How many hops do the default implementations of MPI_Reduce and MPI_Allreduce take?

Question

I'm trying to work out how many separate parallel "hop" phases would typically be involved in MPI_Reduce and MPI_Allreduce, to get a ball-park figure of a minimum latency that would be involved in these operations. Essentially under the assumption that the messages are very small, so latency would dominate(?)

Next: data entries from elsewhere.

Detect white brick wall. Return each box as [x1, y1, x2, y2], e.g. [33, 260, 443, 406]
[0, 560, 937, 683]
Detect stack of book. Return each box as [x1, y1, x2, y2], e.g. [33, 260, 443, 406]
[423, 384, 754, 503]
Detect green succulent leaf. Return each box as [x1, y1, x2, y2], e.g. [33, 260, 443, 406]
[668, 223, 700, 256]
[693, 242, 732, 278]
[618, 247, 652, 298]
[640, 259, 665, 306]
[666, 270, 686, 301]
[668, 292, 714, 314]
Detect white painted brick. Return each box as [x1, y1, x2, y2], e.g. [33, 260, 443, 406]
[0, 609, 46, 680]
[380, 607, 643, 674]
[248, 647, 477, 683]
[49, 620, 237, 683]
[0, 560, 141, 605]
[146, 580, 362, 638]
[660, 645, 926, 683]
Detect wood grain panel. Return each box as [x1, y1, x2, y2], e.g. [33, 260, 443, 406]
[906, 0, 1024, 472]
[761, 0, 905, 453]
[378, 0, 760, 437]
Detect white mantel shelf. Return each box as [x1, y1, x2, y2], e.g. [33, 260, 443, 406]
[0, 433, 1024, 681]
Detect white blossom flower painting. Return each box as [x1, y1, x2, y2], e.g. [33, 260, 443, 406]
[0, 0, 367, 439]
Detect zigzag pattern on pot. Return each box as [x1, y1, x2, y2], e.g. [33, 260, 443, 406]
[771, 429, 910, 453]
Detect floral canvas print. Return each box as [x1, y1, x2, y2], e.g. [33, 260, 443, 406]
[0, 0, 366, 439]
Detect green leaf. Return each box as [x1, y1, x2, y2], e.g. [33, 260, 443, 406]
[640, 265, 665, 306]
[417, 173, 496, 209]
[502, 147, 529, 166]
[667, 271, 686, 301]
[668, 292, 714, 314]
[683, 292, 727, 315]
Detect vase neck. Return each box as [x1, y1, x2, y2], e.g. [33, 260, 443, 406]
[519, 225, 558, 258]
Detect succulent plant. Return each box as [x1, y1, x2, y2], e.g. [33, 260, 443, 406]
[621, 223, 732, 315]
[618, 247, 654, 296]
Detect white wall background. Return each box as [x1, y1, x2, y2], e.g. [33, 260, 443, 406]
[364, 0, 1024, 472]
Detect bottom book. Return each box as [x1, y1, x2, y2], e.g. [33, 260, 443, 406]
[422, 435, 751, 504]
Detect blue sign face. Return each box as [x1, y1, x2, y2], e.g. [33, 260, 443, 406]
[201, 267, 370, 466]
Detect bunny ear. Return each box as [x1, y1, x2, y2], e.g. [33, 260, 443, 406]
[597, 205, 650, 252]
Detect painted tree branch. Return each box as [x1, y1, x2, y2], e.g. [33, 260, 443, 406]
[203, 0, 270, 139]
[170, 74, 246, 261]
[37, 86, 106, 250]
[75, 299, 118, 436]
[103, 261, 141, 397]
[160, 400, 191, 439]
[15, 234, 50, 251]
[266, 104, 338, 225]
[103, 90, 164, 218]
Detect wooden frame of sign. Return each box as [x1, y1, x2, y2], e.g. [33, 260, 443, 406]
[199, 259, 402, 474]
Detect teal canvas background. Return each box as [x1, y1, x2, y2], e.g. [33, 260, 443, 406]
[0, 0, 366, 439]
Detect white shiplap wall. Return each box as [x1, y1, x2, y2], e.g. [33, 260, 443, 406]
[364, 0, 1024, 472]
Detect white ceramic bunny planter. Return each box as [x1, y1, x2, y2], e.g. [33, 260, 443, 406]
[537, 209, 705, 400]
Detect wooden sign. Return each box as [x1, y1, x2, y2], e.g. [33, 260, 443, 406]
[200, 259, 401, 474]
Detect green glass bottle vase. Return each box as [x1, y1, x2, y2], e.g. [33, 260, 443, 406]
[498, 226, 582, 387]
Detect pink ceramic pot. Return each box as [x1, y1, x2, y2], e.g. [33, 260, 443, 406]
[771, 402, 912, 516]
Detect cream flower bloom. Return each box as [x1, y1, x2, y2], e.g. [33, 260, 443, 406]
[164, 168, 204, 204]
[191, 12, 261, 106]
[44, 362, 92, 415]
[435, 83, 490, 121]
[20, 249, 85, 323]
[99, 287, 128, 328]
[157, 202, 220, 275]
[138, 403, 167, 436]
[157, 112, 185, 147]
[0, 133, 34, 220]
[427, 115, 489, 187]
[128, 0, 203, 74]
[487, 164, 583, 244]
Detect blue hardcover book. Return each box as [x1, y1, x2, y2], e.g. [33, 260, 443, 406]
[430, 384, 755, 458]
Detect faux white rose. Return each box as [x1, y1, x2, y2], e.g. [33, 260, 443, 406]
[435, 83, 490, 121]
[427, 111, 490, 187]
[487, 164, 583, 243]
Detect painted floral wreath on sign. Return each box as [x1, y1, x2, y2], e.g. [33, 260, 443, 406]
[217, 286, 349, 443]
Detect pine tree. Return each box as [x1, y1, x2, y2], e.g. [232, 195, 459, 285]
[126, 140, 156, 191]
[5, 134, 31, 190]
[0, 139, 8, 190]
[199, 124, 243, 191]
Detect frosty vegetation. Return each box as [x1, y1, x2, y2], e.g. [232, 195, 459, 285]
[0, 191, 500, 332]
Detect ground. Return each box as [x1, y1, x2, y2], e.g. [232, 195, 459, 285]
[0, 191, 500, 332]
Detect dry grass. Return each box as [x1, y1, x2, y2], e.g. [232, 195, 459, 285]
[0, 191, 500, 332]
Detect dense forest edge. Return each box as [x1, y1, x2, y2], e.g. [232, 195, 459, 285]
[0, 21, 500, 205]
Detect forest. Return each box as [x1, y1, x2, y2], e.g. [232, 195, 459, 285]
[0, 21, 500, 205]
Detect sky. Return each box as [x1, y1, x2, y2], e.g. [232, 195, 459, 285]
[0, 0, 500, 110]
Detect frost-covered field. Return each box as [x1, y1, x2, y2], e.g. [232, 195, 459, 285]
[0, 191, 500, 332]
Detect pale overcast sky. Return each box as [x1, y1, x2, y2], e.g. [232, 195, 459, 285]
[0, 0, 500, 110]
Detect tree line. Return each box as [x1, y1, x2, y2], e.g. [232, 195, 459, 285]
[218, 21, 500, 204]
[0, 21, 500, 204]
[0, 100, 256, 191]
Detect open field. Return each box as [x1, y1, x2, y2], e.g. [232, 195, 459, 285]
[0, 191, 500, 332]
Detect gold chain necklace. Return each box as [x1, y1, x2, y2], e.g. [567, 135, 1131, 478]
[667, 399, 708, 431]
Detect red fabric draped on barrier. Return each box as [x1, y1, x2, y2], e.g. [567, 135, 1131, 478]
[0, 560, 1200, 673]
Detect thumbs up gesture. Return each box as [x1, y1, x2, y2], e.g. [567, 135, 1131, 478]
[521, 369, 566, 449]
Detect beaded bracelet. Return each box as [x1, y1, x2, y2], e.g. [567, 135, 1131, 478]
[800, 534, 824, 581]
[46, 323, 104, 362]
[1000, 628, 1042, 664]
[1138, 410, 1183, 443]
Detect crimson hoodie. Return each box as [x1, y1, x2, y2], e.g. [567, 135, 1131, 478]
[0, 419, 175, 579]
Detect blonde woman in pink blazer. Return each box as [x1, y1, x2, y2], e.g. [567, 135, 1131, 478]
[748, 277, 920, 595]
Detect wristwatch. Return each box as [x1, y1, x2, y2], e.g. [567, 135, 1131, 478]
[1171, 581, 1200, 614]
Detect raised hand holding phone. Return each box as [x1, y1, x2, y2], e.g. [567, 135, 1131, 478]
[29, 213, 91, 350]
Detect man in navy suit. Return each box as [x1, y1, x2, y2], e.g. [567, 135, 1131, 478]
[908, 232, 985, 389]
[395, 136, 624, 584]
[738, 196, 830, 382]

Say, a reduce between between 100 MPI processes. An implementation could take 99 "latencies": each process sending a message to one other. Another implementation could make each process send a message to all other nodes, and would only take 1 amount of "latency" (although yes, can't really imagine it would be so simple: there would be contention that increased this)

Answer 1

To complete the good comment of @GillesGouaillardet, several MPI implementations use a dynamic/autotuned-based approach. This is the case of the widely-used OpenMPI and MPICH implementations (assuming they are configured correctly). The chosen algorithm can be dependent on several factors (as you can see in the research papers). Even in your specific case: the buffer size matters for example. Latency is not always the limiting factor, especially with few nodes. Furthermore, the network topology (eg. fat trees, hypercubes, torus, etc.) and the interconnect technology of the nodes have a significant impact on the latency and throughput. An efficient implementation must take that into account to be efficient, mainly to avoid the contention of the network. That being said, they are algorithms that can do this in log(n) hops (with n the number of nodes) on fat-trees/hypercube/butterfly networks (for both collective operations). For torus-based networks, the number of hops is bounded by the topology itself and more specifically by the diameter of the torus which is generally something like O(n^(1/d)) (with d the number of dimensions of the torus).